What are the most common operational patterns that lead to preventable claims?

Claims rarely come from catastrophic failure. They originate from operational drift. A lapse in supervision. A missed reassessment. A pattern in falls that goes unaddressed. We analyze trends, identify the points where drift begins, and intervene before claims become predictable. Most brokers stop at insurance placement. We fix the underlying conditions that drive losses.

How early should we start preparing for renewal, and why does it matter?

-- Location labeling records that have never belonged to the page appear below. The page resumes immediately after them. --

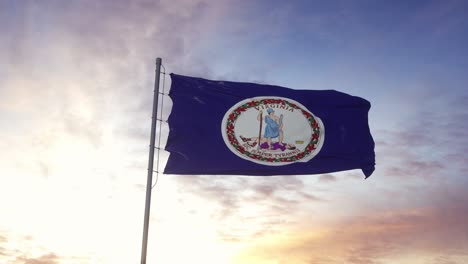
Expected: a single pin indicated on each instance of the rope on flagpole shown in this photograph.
(160, 121)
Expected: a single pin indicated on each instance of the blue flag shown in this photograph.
(231, 128)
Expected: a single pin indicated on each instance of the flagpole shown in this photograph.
(149, 181)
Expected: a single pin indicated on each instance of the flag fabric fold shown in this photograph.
(233, 128)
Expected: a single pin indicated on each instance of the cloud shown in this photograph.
(327, 178)
(266, 203)
(434, 232)
(50, 258)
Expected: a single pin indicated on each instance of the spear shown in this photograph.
(260, 130)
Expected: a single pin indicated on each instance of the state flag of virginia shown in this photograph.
(232, 128)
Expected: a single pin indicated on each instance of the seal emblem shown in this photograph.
(272, 131)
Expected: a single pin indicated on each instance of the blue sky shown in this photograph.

At least 120 days ahead. Senior living accounts require a strategic narrative, detailed operational review, verified data, and a clear message to underwriters explaining why you deserve better terms than your loss history suggests. Starting late reduces leverage, limits carrier engagement, and results in rushed submissions. We begin early so we control the timeline rather than the market controlling you.

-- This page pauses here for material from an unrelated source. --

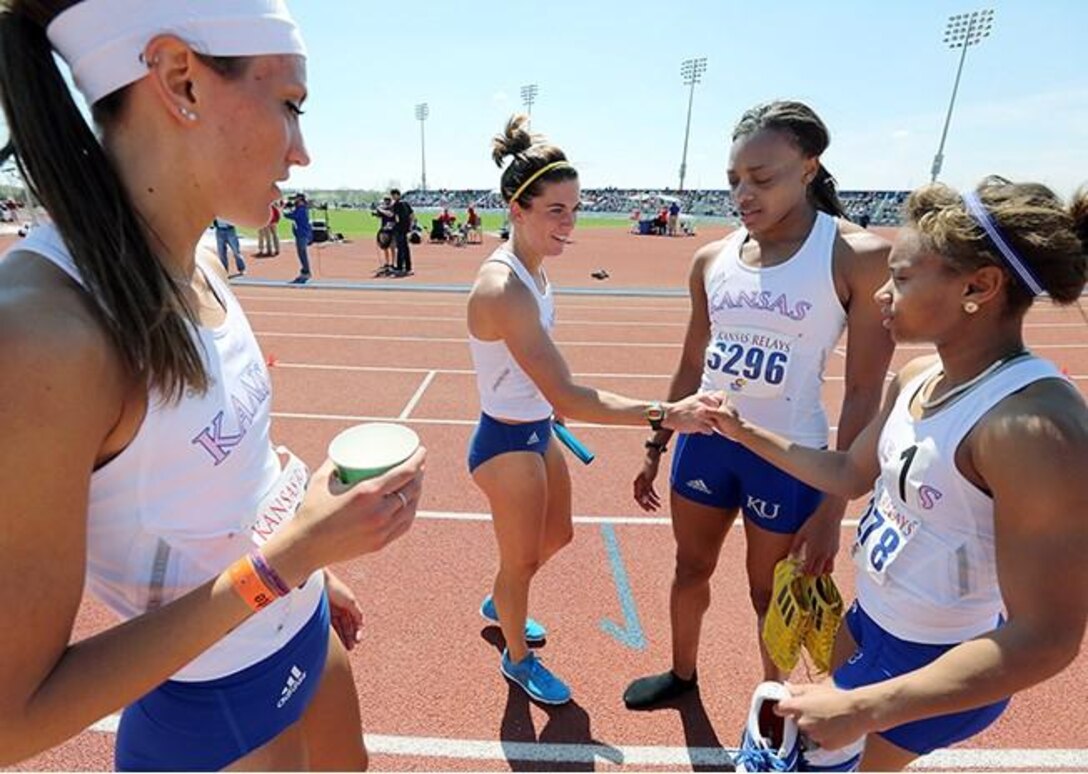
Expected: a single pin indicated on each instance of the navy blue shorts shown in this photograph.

Does implementing risk management technology actually change the way carriers price us?
Yes, when the technology produces real, actionable data and not surface-level reports. Tools that track falls, wounds, elopement risk, medication errors, and response timelines give underwriters objective evidence of control. We integrate these systems, interpret the outputs, and supply underwriters with meaningful trend data. That moves your evaluation from subjective perception to measurable discipline.
Why do brokers keep describing us as “tough to place”?
Because most brokers rely on templates, portals, and volume-based marketing. They lack the clinical, legal, and operational expertise required to defend a senior living account in a hard market. When they encounter resistance, they retreat. We do the opposite. We specialize in risks that others avoid. Tough-to-place is not a warning label to us. It is a category we dominate.
How do we know your approach will actually change our insurance outcomes?
Because we address the root causes of underwriting hesitation rather than the symptoms. We separate you from legacy issues, build a defensible operational narrative, strengthen your claims posture, validate your improvements with data, and take your case directly to decision makers. The market listens to us because webring clarity, truth, and control when others bring excuses and incomplete files. Results follow because the process is built to withstand scrutiny.